Wednesday, January 26, 2011

The Last Rike: The Red Convoy

The girl was mum. Except for soft tears and the shrill screams, she remained mum about the path that the Red Convoy had traveled and the fact that she wouldn’t speak, meant the covered wagons were moving ever further from him. He had suspicions that the herb shop owner might have been a loyal customer, despite his denials. He figured he’d just ditch the girl and attempt it again with another child. She didn’t trust him, he didn’t have time for her.
The Wanderer and the girl took camp at the base of a crumbling rock face a mile outside of the town. It jetted high into the blazing sky and cast a mile long shadow that spin with the sun like a giant sundial. At night, the girl sat silent, transfixed by the crackling firelight as the Wanderer fussed with his shooters. Though he had disassembled them, painstakingly cleaned the parts with gun oil and reassembled the guns, they only shot sporadically. He tested the guns while he went out for game. He’d draw one of the guns on a smoky gray rabbit, or a scaly sidewinder and say a little prayer that this time the gun would work dependably. When the gun fired, he had hope and when it didn’t, he said, “Fucking Pig shit.”
The night he had the mind to ditch the girl for whomever the herb shop owner might have been hiding, the guns hadn’t fired and he had to work that much hard to slaughter the fat hare that roasted on his makeshift spit. He stared at her as she stared at the dancing firelight. He was working on the guns again, working the cold metal with a oily rag.
“Did my daddy send you?” The girl asked and the Wanderer almost didn’t recognize what she asked as speech.
“Hmm?” The Wanderer asked, now working a brush through the gun’s chambers.
“My daddy. Is he paying you to bring me back home?”
“I don’t know your daddy.”
“Oh…” The only sound for a small while was that of fat sizzling in the fire.
“Are you going to kill me, then?”
“I wouldn’t waste time feeding you , if I aimed to kill you.”

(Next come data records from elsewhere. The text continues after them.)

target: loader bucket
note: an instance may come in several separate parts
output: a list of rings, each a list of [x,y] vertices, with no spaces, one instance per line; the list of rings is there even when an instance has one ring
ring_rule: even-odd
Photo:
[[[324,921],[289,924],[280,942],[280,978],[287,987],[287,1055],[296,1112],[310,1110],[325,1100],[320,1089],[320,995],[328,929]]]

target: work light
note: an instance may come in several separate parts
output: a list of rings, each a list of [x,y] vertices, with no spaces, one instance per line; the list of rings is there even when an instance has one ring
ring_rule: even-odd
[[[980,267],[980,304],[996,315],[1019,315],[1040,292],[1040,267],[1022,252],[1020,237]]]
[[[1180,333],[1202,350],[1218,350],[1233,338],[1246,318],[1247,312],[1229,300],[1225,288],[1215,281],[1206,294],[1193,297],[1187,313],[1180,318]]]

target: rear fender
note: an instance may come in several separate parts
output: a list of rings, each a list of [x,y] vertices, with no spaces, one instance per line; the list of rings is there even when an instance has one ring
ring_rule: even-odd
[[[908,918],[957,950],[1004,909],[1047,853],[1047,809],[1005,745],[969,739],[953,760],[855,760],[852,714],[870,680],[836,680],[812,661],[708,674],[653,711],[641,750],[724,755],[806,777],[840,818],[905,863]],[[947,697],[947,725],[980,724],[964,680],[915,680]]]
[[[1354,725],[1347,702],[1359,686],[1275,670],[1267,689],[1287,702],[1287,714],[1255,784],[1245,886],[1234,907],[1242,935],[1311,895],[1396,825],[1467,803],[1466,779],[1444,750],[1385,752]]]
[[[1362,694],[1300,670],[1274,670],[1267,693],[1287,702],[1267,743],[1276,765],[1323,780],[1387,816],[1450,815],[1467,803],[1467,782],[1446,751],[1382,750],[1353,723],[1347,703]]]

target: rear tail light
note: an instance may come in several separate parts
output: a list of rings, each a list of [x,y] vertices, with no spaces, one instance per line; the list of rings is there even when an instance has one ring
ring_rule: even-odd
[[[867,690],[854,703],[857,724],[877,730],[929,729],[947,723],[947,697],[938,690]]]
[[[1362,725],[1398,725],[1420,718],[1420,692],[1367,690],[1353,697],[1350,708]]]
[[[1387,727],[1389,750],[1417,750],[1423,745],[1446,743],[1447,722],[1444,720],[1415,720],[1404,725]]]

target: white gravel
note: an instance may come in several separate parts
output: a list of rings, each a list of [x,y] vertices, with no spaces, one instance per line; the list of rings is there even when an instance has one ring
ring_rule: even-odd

“Oh…” She said softly. Her eyes turned back to the fire. The hare was near finished and the Wanderer cleaned his hands to carve the rabbit for eating. He pulled the smoking rabbit from the fire and began cutting into its meaty haunches.
“My daddy is a bad man. My mama made bad baby, but for me. He wanted me to make him one.” The Wanderer didn’t reply to this.
“I ran away before he could and they picked me up. I thought they were being nice, but…” She went silent for a while and the Wanderer was the same. The Wanderer finally offered her some meat on a greasy stained cloth. She picked at it shyly. The meat was dry and stringy and made them both wish for cold water to wash the taste away, though neither complained aloud.
“They kept me chained in a dark room.” She said, displaying a series of scars around his ankle. “They took my virginity and I thought I was going to die. They cut me.” She said, displaying ragged scars etched along her calves and lower thighs. She also bared her arms to him, showing the scars there. The Wanderer didn’t want to play ’Show Me Your Scars.’ His scars were apparent anyways. His shirt sleeves were rolled up to the elbows and just there was a road map of the hell he had seen.
“You growl in your sleep and your eyes get misty like you want to cry.” She told him. “Do I do that when I sleep?”
“No.” The Wanderer said, carving more of the rabbit.
“I thought I might have. I feel like I do.”
“What about that Convoy you came off of? You most have gleamed something while you were with them.” The Wanderer said.
“I don’t want to go there.”
“That’s where I need to be.”
“I can’t go there.”
“You don’t need to, I just need that location.”
“Would you leave me alone?”
“I’m finding that Convoy one way or the other. You don’t got to go.”
“They might pick me up like they did before. They might hurt me again.”
“That seems to be the situation.” There was another long pause where only the crackle of flames and the two of them working through the rabbit meat could be hear.
“They picked me up along ways away from here and they’re been traveling steady in the same directions. Once going that way…” She said pointing into the north.. “ And then the other.” She said, pointing into the south. “The think they’ll stay on that path, but I can’t be sure of that.”
“You know which they were last?”
“Going into the south.” She said. She stared down into the pale blue, muted sands of the south. The moon was high and clear, shedding light for miles and miles. The Wanderer had the thought that she might be lying. Sending him in the wrong direction would benefit her completely. She wouldn’t be alone and wouldn’t have to walk the path of her captors. The thought came and leave without much exploration. She was afraid of them, but she was afraid of him as well. The image of her dead body half buried in the sands was too easy to envision for the both of them.
“I don’t want to go there, though.” She added to her long past line of thought. By the time she had added this comment, the Wanderer was done with the rabbit and rolling a cigarette for himself.
“You said your name was Clod, right?” She asked, her arms wrapped tightly around her knees.
“Mmm” He grunted with the cigarette pursed between his lips. He struck a sulfur match on his thigh and lit the tightly rolled cigarette.
“My name is Macy.” The Wanderer blew smoke out his nostrils. Macy didn’t speak anymore that night.